Symbolbild Unfall. Foto: Pascal Höfig
Am Donnerstag, gegen 05:50 Uhr, befuhr ein 56-Jähriger mit einem Sattelzug, welcher Langholzstämme geladen hatte, die A 7 in Fahrtrichtung Kassel. Auf Höhe der Rastanlage Riedener Wald-Ost platzte an der Zugmaschine der linke Reifen auf der Vorderachse. Hierdurch zog das Gespann nach links in die Mittelschutzplanke und kippte nach links in den dortigen Grünstreifen zwischen den Richtungsfahrbahnen.
Buchenstämme lösten sich vom Sattelzug
Hierbei lösten sich die geladenen Buchenstämme und rollten teilweise weiter über die Grünfläche, erreichten die entgegenkommende Richtungsfahrbahn jedoch nicht. Ein dahinter fahrender Pritschenwagen wich dem Holztransporter nach rechts aus und touchierte hierbei einen weiteren Sattelzug. Ein folgender Pkw überfuhr vermutlich die herabgefallenen Bordwände des Pritschenwagens und wurde ebenfalls beschädigt. Der Pritschenwagen, sowie der Holztransporter waren nicht mehr fahrbereit und wurden durch Abschleppunternehmen geborgen.

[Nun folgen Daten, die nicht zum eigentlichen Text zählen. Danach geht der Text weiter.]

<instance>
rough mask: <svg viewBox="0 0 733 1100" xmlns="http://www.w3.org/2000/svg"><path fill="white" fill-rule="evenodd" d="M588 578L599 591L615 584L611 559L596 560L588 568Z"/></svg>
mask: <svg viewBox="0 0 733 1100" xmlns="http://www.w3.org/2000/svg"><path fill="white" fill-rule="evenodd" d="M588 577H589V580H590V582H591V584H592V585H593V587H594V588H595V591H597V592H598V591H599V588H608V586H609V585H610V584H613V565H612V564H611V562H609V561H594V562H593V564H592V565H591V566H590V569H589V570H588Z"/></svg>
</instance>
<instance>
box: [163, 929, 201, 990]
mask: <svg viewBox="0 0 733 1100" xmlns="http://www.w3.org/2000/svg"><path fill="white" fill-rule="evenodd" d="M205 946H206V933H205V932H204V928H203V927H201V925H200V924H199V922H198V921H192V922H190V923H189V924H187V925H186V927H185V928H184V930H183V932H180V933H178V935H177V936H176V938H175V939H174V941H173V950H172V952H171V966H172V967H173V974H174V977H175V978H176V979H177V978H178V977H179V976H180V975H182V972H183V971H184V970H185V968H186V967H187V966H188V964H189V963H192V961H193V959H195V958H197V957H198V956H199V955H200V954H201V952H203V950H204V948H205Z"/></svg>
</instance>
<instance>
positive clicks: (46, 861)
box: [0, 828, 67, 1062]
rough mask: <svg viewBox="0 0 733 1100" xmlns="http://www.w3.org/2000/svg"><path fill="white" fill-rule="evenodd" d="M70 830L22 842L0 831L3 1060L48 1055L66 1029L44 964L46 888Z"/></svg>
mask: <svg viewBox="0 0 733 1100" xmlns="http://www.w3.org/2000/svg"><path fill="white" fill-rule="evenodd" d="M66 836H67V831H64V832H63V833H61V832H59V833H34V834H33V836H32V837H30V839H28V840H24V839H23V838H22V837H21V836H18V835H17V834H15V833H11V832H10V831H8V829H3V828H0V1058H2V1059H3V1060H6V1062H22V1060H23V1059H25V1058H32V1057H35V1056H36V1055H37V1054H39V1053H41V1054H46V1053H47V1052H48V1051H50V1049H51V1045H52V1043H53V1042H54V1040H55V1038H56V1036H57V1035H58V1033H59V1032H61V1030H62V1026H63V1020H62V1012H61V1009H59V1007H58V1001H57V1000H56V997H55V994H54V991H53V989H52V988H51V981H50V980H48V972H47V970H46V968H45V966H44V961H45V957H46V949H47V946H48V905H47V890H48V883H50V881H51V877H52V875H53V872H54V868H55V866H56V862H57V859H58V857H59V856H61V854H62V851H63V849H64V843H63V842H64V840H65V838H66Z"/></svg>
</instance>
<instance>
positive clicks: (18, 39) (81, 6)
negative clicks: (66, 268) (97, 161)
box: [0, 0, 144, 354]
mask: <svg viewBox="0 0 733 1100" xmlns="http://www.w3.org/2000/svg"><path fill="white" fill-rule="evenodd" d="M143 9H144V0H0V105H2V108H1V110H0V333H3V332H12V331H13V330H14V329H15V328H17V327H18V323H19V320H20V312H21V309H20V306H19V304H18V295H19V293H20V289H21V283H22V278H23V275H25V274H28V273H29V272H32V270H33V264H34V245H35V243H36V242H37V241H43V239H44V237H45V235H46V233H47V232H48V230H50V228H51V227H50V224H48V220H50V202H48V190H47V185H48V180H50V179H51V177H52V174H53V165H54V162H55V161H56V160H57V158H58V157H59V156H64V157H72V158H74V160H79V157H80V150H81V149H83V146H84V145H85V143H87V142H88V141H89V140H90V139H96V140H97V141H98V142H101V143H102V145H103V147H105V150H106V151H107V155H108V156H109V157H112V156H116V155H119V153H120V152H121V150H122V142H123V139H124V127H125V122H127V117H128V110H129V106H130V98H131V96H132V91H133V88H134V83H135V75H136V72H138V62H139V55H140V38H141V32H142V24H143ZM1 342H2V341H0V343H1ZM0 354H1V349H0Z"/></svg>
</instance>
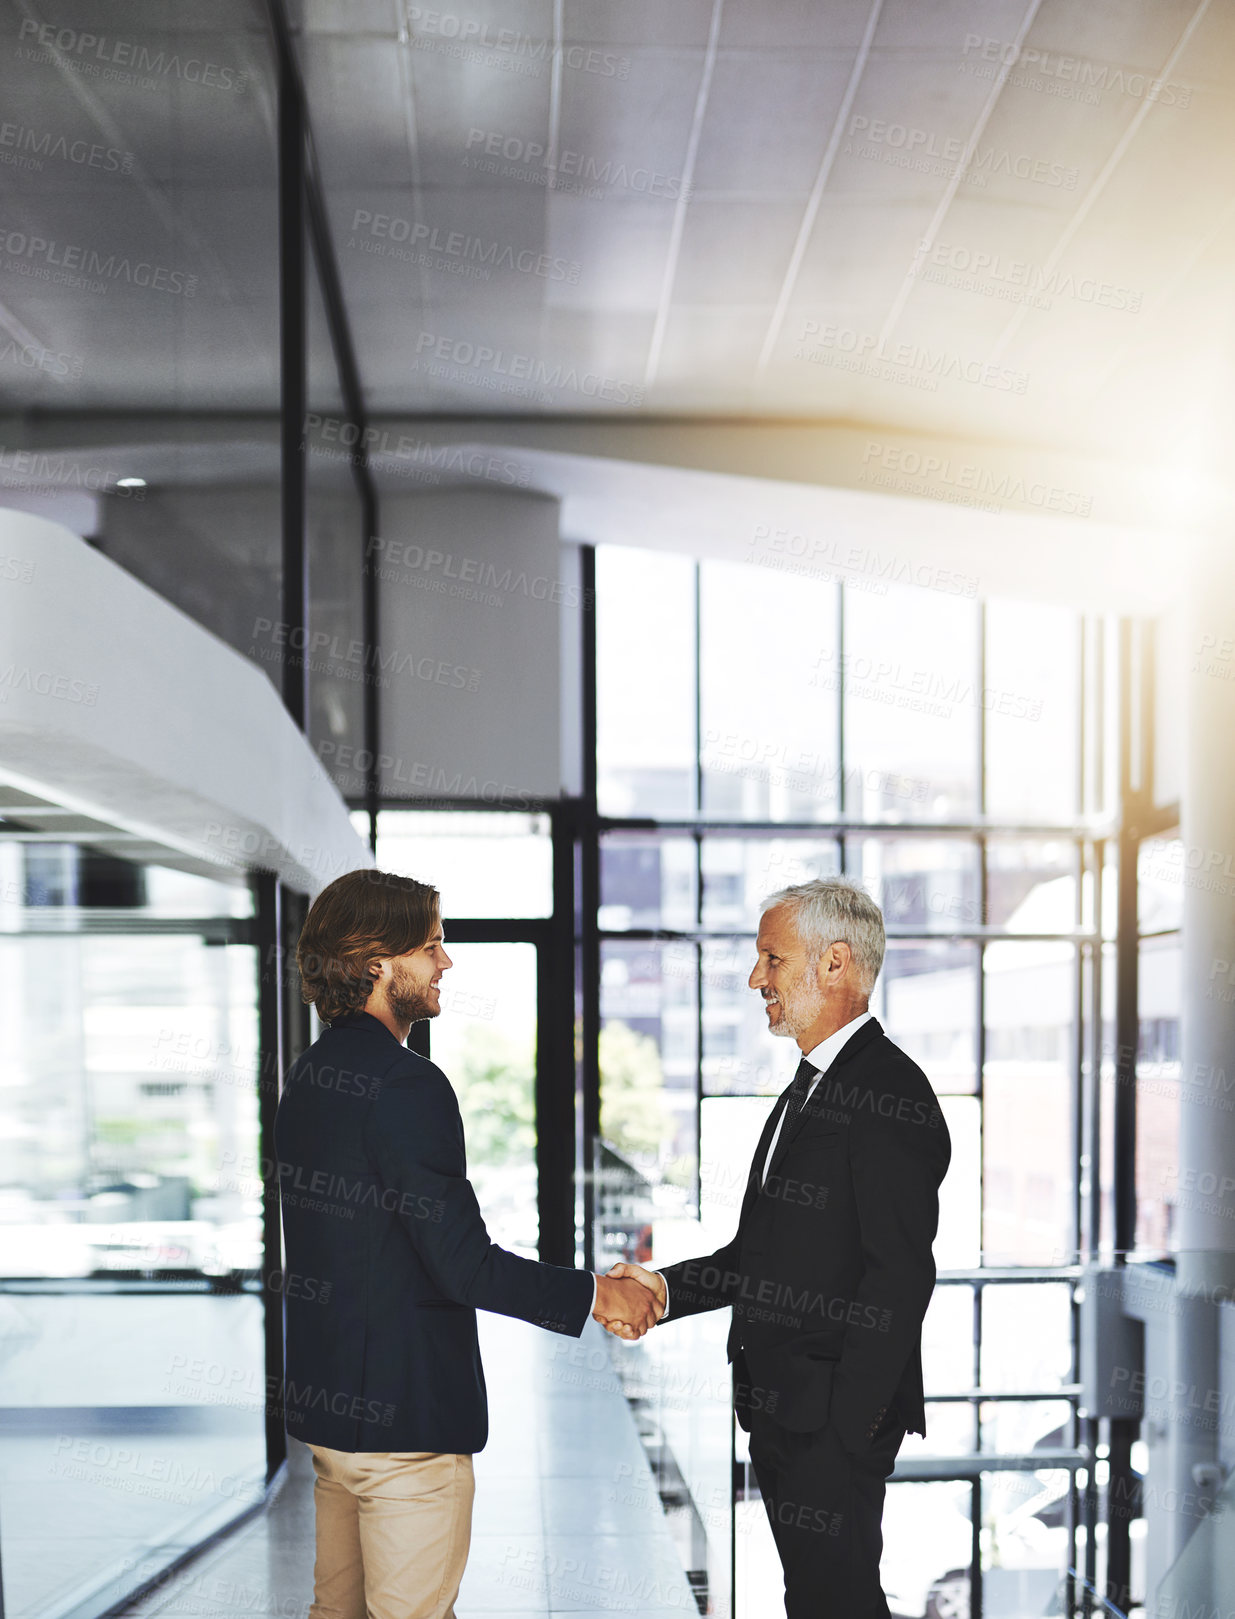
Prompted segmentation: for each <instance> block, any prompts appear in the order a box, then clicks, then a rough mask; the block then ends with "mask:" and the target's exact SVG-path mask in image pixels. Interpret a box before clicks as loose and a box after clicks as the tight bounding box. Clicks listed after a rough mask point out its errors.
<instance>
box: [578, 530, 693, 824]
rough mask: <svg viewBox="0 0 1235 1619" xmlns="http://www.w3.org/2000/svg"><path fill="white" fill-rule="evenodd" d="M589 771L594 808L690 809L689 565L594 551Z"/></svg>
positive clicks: (690, 766)
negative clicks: (591, 685)
mask: <svg viewBox="0 0 1235 1619" xmlns="http://www.w3.org/2000/svg"><path fill="white" fill-rule="evenodd" d="M596 708H597V712H596V730H597V737H596V769H597V795H599V801H601V813H602V814H610V816H659V818H660V819H673V818H681V816H688V814H691V813H693V811H694V808H696V805H694V776H696V758H698V754H696V748H698V740H696V714H694V563H693V562H690V560H688V559H686V557H668V555H664V554H662V552H657V550H626V549H625V547H618V546H599V547H597V552H596Z"/></svg>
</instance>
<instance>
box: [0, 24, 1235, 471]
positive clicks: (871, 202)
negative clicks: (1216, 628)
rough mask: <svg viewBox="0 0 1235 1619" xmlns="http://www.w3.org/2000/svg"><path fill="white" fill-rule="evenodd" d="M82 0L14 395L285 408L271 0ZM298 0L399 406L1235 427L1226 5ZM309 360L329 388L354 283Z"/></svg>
mask: <svg viewBox="0 0 1235 1619" xmlns="http://www.w3.org/2000/svg"><path fill="white" fill-rule="evenodd" d="M435 3H437V0H435ZM81 15H83V13H81V8H79V6H76V5H73V3H71V0H15V3H13V5H11V11H10V29H11V34H13V37H11V40H10V49H8V50H6V52H5V53H3V55H2V57H0V94H2V96H3V102H5V107H6V118H8V120H11V121H15V123H16V125H18V128H19V131H24V133H21V134H19V136H16V138H13V139H10V141H8V144H6V146H5V144H0V165H2V167H3V173H5V176H6V181H8V186H6V189H8V202H6V207H5V215H3V232H5V240H3V243H0V246H3V249H5V251H3V254H0V322H3V327H5V332H3V334H0V385H2V387H3V390H5V395H6V398H8V400H10V403H11V405H15V406H18V408H34V410H40V411H60V410H73V411H81V410H86V411H107V410H157V411H225V410H274V408H277V402H278V368H277V358H278V356H277V285H275V277H277V219H275V159H274V144H275V142H274V130H275V100H274V92H272V79H270V52H269V44H267V32H265V23H264V11H262V8H261V5H257V3H256V0H253V3H248V0H212V5H210V6H199V5H189V3H188V0H176V3H173V5H168V3H155V0H126V3H120V0H104V3H100V5H97V6H94V8H91V23H89V36H97V40H95V42H87V44H83V28H81ZM293 26H295V29H296V37H298V49H299V55H301V63H303V71H304V81H306V86H308V94H309V107H311V117H312V123H314V131H316V144H317V155H319V162H320V172H322V178H324V185H325V193H327V202H329V212H330V220H332V228H333V238H335V249H337V257H338V264H340V272H342V282H343V290H345V298H346V306H348V312H350V319H351V325H353V332H354V340H356V350H358V358H359V369H361V379H363V384H364V392H366V400H367V405H369V408H371V410H372V411H374V413H379V411H382V413H392V414H400V416H401V414H486V416H500V414H513V416H528V414H533V416H536V414H549V416H571V414H617V416H641V414H647V416H677V414H690V416H727V418H733V416H738V418H761V419H779V418H793V419H835V421H853V423H868V424H885V426H887V427H889V429H897V431H911V432H913V431H918V432H929V434H934V436H957V437H963V439H968V440H974V439H979V440H981V439H986V440H999V442H1005V444H1021V445H1026V444H1028V445H1046V447H1059V448H1067V450H1068V452H1080V453H1091V455H1115V457H1127V458H1128V460H1143V458H1146V457H1148V458H1152V460H1157V461H1162V463H1180V465H1186V463H1190V461H1196V460H1204V458H1206V457H1207V455H1211V453H1212V452H1211V444H1214V445H1217V444H1220V440H1222V437H1224V436H1225V434H1227V432H1230V429H1232V426H1235V410H1233V408H1232V403H1233V402H1232V392H1230V387H1232V385H1230V372H1232V364H1230V361H1232V340H1230V338H1232V334H1230V321H1232V314H1230V303H1232V300H1230V282H1232V269H1233V267H1235V264H1233V259H1235V254H1233V248H1235V188H1232V183H1230V154H1232V151H1235V83H1233V79H1235V16H1233V15H1232V10H1230V6H1227V5H1224V3H1219V0H1201V3H1198V0H931V3H924V0H817V3H809V0H800V3H790V0H673V3H664V0H622V5H613V3H612V0H505V3H499V0H440V8H434V6H429V5H424V6H421V5H410V3H401V5H400V3H397V0H350V3H345V0H296V5H295V6H293ZM57 31H58V32H57ZM1018 50H1020V55H1018ZM189 63H193V66H189ZM126 76H128V78H126ZM6 128H8V125H6ZM74 142H83V144H74ZM91 147H95V149H99V151H100V152H102V154H104V155H102V157H97V155H95V157H87V159H83V157H79V155H78V154H81V152H83V151H89V149H91ZM10 159H11V160H10ZM36 165H37V167H36ZM125 170H128V172H125ZM550 180H552V181H554V183H550ZM36 241H42V243H44V246H37V248H36V246H34V243H36ZM47 243H52V244H53V246H52V249H50V251H49V248H47V246H45V244H47ZM138 266H144V269H142V270H141V272H139V270H138ZM74 275H84V277H86V280H87V282H89V285H87V287H81V285H74V283H73V280H71V277H74ZM65 277H70V280H66V278H65ZM142 280H144V282H146V285H141V282H142ZM312 376H314V402H316V405H317V408H319V410H330V408H333V406H335V400H337V393H335V387H333V380H332V369H330V364H329V355H327V346H325V337H324V329H322V322H320V314H319V312H317V311H316V312H314V321H312Z"/></svg>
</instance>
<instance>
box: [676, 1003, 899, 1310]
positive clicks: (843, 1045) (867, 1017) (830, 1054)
mask: <svg viewBox="0 0 1235 1619" xmlns="http://www.w3.org/2000/svg"><path fill="white" fill-rule="evenodd" d="M872 1017H874V1013H872V1012H859V1013H858V1017H855V1018H850V1020H848V1023H842V1026H840V1028H838V1030H835V1033H832V1035H829V1036H827V1039H821V1041H819V1044H817V1046H816V1047H814V1049H813V1051H808V1052H806V1060H808V1062H809V1064H811V1067H813V1069H817V1070H819V1072H817V1073H816V1077H814V1078H813V1080H811V1085H809V1090H808V1091H806V1098H804V1101H803V1106H806V1103H808V1101H809V1099H811V1096H813V1094H814V1088H816V1085H817V1083H819V1080H821V1078H822V1077H824V1073H827V1070H829V1069H830V1067H832V1064H834V1062H835V1060H837V1057H838V1056H840V1049H842V1046H845V1044H847V1043H848V1041H850V1038H851V1036H853V1035H856V1033H858V1030H859V1028H861V1026H863V1023H869V1022H871V1018H872ZM787 1112H788V1104H785V1107H782V1109H780V1117H779V1119H777V1127H775V1130H774V1132H772V1140H770V1141H769V1145H767V1156H766V1158H764V1172H762V1175H761V1177H759V1185H761V1187H762V1185H764V1183H766V1182H767V1171H769V1166H770V1162H772V1154H774V1153H775V1149H777V1141H779V1140H780V1127H782V1125H783V1122H785V1114H787ZM656 1274H657V1276H660V1273H659V1271H657V1273H656ZM660 1281H662V1284H664V1289H665V1310H664V1315H662V1316H660V1319H662V1321H664V1319H665V1318H667V1316H668V1282H665V1279H664V1276H662V1277H660Z"/></svg>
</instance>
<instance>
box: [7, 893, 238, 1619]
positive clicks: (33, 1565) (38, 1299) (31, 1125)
mask: <svg viewBox="0 0 1235 1619" xmlns="http://www.w3.org/2000/svg"><path fill="white" fill-rule="evenodd" d="M181 897H183V895H181ZM6 920H8V921H10V923H16V921H19V916H15V915H13V913H10V916H8V918H6ZM66 920H68V918H66ZM0 986H2V988H0V1028H2V1033H0V1072H3V1075H5V1086H3V1091H2V1093H0V1096H2V1098H3V1101H2V1104H0V1185H3V1188H5V1195H3V1200H2V1201H0V1276H3V1277H6V1282H5V1294H6V1297H5V1298H3V1315H5V1319H6V1323H8V1328H10V1331H8V1332H6V1334H5V1341H3V1350H2V1352H0V1360H3V1375H5V1389H6V1394H5V1402H6V1405H10V1407H15V1405H16V1407H19V1412H16V1413H13V1415H11V1417H10V1420H6V1421H5V1431H3V1436H0V1485H2V1486H3V1499H2V1501H0V1523H2V1525H3V1536H5V1543H3V1564H5V1596H6V1600H8V1601H10V1604H13V1608H15V1611H19V1613H52V1611H57V1609H58V1606H60V1604H70V1598H71V1596H76V1600H78V1601H83V1603H86V1601H87V1598H89V1596H91V1591H94V1590H97V1588H100V1587H102V1585H104V1583H105V1582H107V1580H108V1579H123V1577H126V1575H128V1574H129V1572H131V1569H133V1566H134V1556H139V1554H141V1556H144V1554H147V1553H151V1551H152V1549H154V1548H159V1546H165V1545H168V1543H175V1545H176V1546H183V1545H188V1543H193V1541H194V1540H196V1538H199V1536H201V1535H206V1533H209V1532H210V1530H212V1528H215V1527H217V1525H219V1522H222V1520H225V1519H227V1517H231V1515H235V1514H236V1512H238V1511H243V1509H244V1507H246V1506H249V1504H253V1502H254V1501H256V1499H257V1498H259V1493H261V1489H262V1485H264V1478H265V1376H264V1332H262V1308H264V1307H262V1298H261V1295H257V1294H256V1292H241V1290H240V1289H241V1287H243V1282H244V1279H246V1277H253V1276H256V1273H257V1268H259V1260H261V1190H262V1187H261V1161H259V1149H257V1026H256V960H254V950H253V949H251V947H249V945H219V947H209V945H206V944H204V942H202V941H201V939H199V937H194V936H157V937H155V936H86V937H83V936H79V934H68V933H65V934H55V936H21V934H18V933H3V934H0ZM44 1277H47V1279H53V1281H47V1282H44V1281H39V1279H44ZM207 1277H209V1279H212V1281H214V1284H215V1285H225V1287H227V1289H228V1290H231V1295H230V1297H210V1294H209V1290H207V1285H209V1284H207V1281H206V1279H207ZM191 1279H196V1287H194V1281H191ZM172 1281H175V1282H178V1284H180V1287H181V1289H186V1290H185V1292H180V1294H178V1295H168V1294H159V1295H155V1297H141V1295H139V1294H136V1289H138V1287H141V1289H146V1290H149V1289H151V1287H152V1285H155V1284H159V1282H163V1284H167V1282H172ZM188 1289H194V1292H188ZM52 1525H55V1535H53V1532H52Z"/></svg>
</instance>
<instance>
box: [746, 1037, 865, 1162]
mask: <svg viewBox="0 0 1235 1619" xmlns="http://www.w3.org/2000/svg"><path fill="white" fill-rule="evenodd" d="M882 1033H884V1030H882V1025H881V1023H879V1018H874V1017H872V1018H871V1022H869V1023H863V1026H861V1028H859V1030H855V1033H853V1035H850V1038H848V1039H847V1041H845V1044H843V1046H842V1047H840V1051H838V1052H837V1054H835V1057H834V1059H832V1062H830V1065H829V1067H827V1069H824V1072H822V1073H821V1077H819V1078H817V1080H816V1086H814V1090H813V1091H811V1094H809V1099H808V1103H806V1106H804V1107H803V1109H801V1111H800V1112H798V1117H796V1119H793V1122H792V1124H787V1125H785V1128H783V1130H782V1132H780V1140H779V1141H777V1149H775V1153H774V1154H772V1162H770V1164H769V1166H767V1174H769V1175H774V1174H775V1172H777V1169H779V1167H780V1159H782V1158H783V1156H785V1153H787V1151H788V1149H790V1146H792V1145H793V1141H795V1140H796V1138H798V1133H800V1132H801V1128H803V1127H804V1124H806V1120H808V1119H811V1117H814V1109H816V1106H817V1101H819V1086H821V1085H825V1081H827V1077H829V1073H835V1070H837V1069H838V1067H840V1064H842V1062H848V1060H850V1059H851V1057H855V1056H856V1054H858V1052H859V1051H861V1049H863V1047H864V1046H869V1044H871V1041H872V1039H874V1038H876V1036H877V1035H882ZM787 1094H788V1093H787Z"/></svg>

Sachschaden in Höhe von 200.000 Euro
Zur Unfallaufnahme befanden sich Beamte der Verkehrspolizeiinspektion Schweinfurt-Werneck vor Ort. Durch die Autobahnmeisterei Erbshausen wurden die auslaufenden Betriebsstoffe gebunden und, da der Verkehr für die Dauer der Bergungsarbeiten über die Rastanlage geleitet wurde, die Ableitung übernommen. Durch den Unfall entstand hoher Sachschaden von mehr als 200.000 Euro, verletzt wurde glücklicherweise jedoch niemand.
Bei diesem Artikel handelt es sich um eine Pressemitteilung der Verkehrspolizeiinspektion Schweinfurt-Werneck.